O caso de Emrah I. não é isolado. Entre março de 2023 e março de 2024, pesquisadores do Instituto de Washington para Política do Oriente Próximo contabilizaram 470 casos legais relevantes relacionados ao grupo extremista “Estado Islâmico” (EI). Adolescentes ou menores de idade estavam envolvidos em pelo menos 30 desses casos, e, segundo o levantamento, “esse número pode ser significativamente maior, dado que muitas nações não divulgam a idade dos presos”.
Outra pesquisa, liderada por Peter Neumann, professor de estudos de segurança no King’s College, em Londres, analisou 27 casos recentes relacionados ao EI e descobriu que quase dois terços das prisões relacionadas ao grupo na Europa foram de adolescentes.

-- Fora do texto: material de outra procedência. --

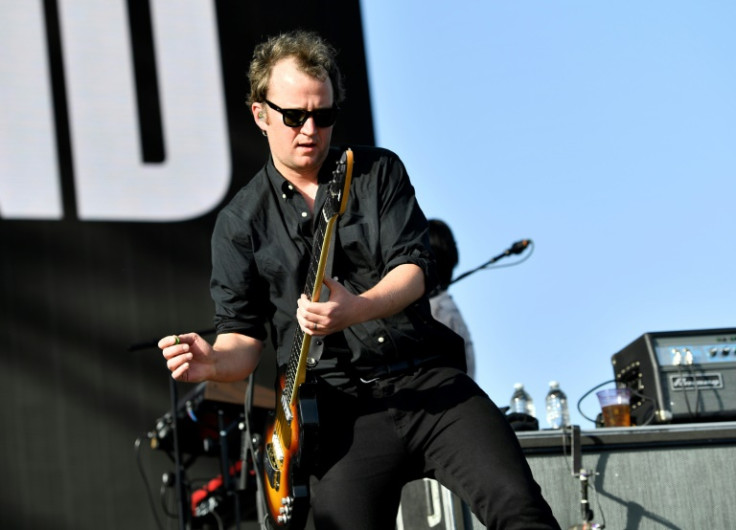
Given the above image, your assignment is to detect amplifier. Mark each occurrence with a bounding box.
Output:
[611,328,736,425]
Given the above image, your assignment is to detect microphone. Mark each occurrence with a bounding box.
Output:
[448,239,532,285]
[506,239,532,256]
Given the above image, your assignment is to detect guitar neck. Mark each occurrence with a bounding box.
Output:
[281,149,353,418]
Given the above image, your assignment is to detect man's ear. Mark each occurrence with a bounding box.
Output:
[251,103,268,132]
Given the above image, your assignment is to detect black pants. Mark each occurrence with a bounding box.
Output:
[311,367,560,530]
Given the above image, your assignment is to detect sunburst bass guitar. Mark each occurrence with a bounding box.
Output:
[262,149,353,529]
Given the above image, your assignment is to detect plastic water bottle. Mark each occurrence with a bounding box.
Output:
[544,381,570,429]
[509,383,536,417]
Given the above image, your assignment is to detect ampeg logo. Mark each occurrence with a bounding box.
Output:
[670,372,723,390]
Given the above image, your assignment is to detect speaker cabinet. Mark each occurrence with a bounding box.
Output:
[611,329,736,425]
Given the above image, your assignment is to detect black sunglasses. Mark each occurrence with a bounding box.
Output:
[266,100,340,127]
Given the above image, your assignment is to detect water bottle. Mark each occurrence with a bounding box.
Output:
[544,381,570,429]
[509,383,536,417]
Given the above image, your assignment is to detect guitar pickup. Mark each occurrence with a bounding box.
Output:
[266,443,284,491]
[281,393,294,423]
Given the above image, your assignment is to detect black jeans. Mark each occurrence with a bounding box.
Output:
[311,367,560,530]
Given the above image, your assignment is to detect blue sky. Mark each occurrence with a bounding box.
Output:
[362,0,736,429]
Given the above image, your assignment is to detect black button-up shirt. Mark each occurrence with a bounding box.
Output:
[211,147,460,384]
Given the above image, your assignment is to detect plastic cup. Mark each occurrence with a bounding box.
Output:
[596,388,631,427]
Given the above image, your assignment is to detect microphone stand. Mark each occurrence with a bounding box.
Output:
[169,377,189,530]
[449,239,532,285]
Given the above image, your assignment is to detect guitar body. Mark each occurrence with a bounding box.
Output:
[260,149,353,530]
[263,374,319,530]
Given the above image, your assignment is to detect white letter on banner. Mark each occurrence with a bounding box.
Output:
[59,0,230,222]
[0,2,63,219]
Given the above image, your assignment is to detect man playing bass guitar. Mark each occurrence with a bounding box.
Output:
[159,31,559,530]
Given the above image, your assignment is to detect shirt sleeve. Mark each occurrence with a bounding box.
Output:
[210,202,272,340]
[379,150,437,293]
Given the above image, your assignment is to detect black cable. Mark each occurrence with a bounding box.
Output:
[577,379,616,424]
[135,436,163,530]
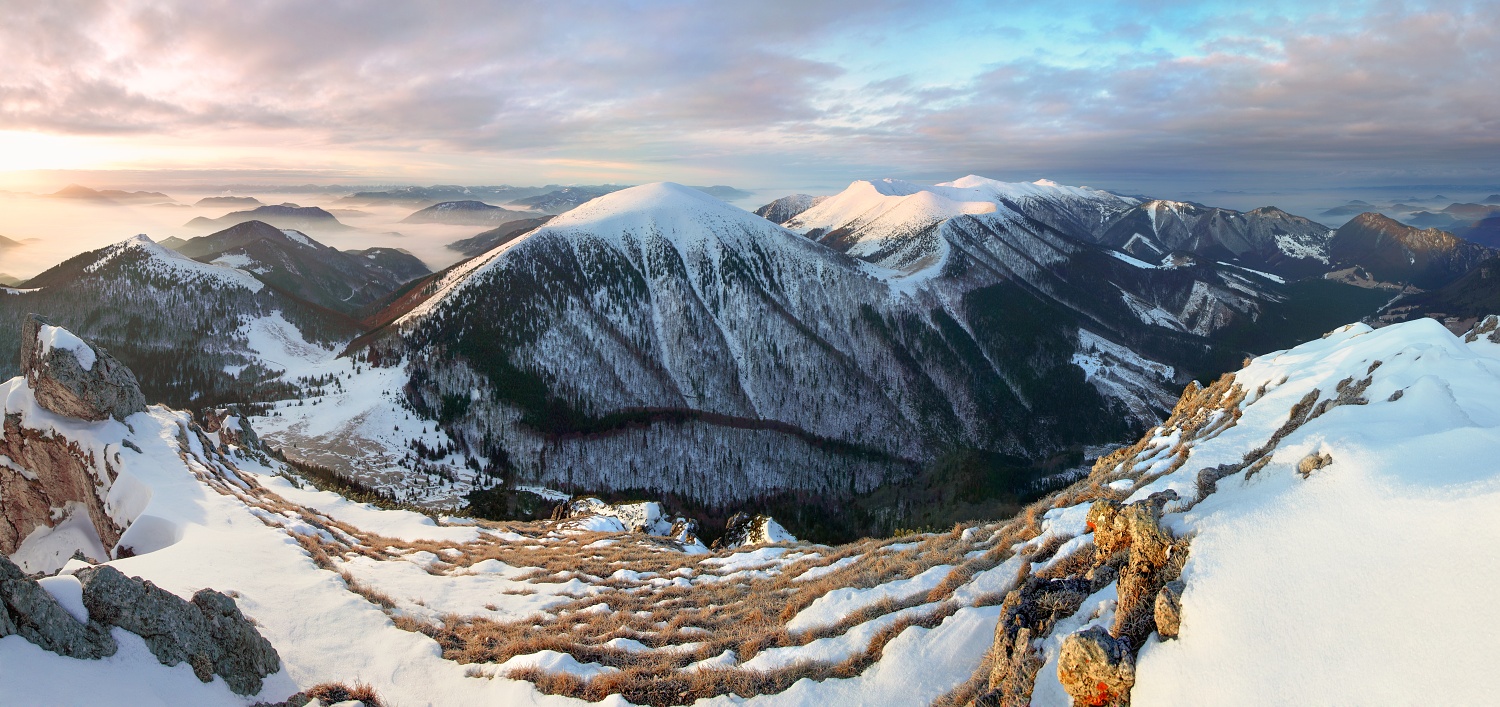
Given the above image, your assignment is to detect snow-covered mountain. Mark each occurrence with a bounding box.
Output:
[402,200,537,225]
[1329,212,1500,288]
[177,221,429,315]
[1100,200,1332,278]
[307,179,1374,513]
[183,204,350,233]
[755,194,828,224]
[0,310,1500,707]
[0,227,357,407]
[786,176,1332,278]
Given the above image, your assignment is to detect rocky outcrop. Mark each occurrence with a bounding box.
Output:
[1155,579,1185,638]
[1058,626,1136,705]
[21,314,146,422]
[714,513,797,549]
[0,555,119,659]
[75,566,281,695]
[0,315,146,558]
[977,575,1109,707]
[0,414,125,560]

Na semana passada, um adolescente de 14 anos foi preso no Uruguai após se identificar online como um terrorista “lobo solitário”, e um menino de 11 anos foi detido na Suíça na última sexta-feira por espalhar mensagens extremistas nas redes sociais.
Adolescentes ocidentais na mira?
Embora tenha sido derrotado militarmente numa operação conjunta entre forças dos EUA e do Iraque que mirou líderes do grupo em 2017, o “Estado Islâmico” ainda existe. Ele atua em países africanos e tem um braço baseado no Afeganistão conhecido como “Estado Islâmico Khorasan” (EI-K), que, segundo observadores, tem se concentrado cada vez mais na comunicação externa.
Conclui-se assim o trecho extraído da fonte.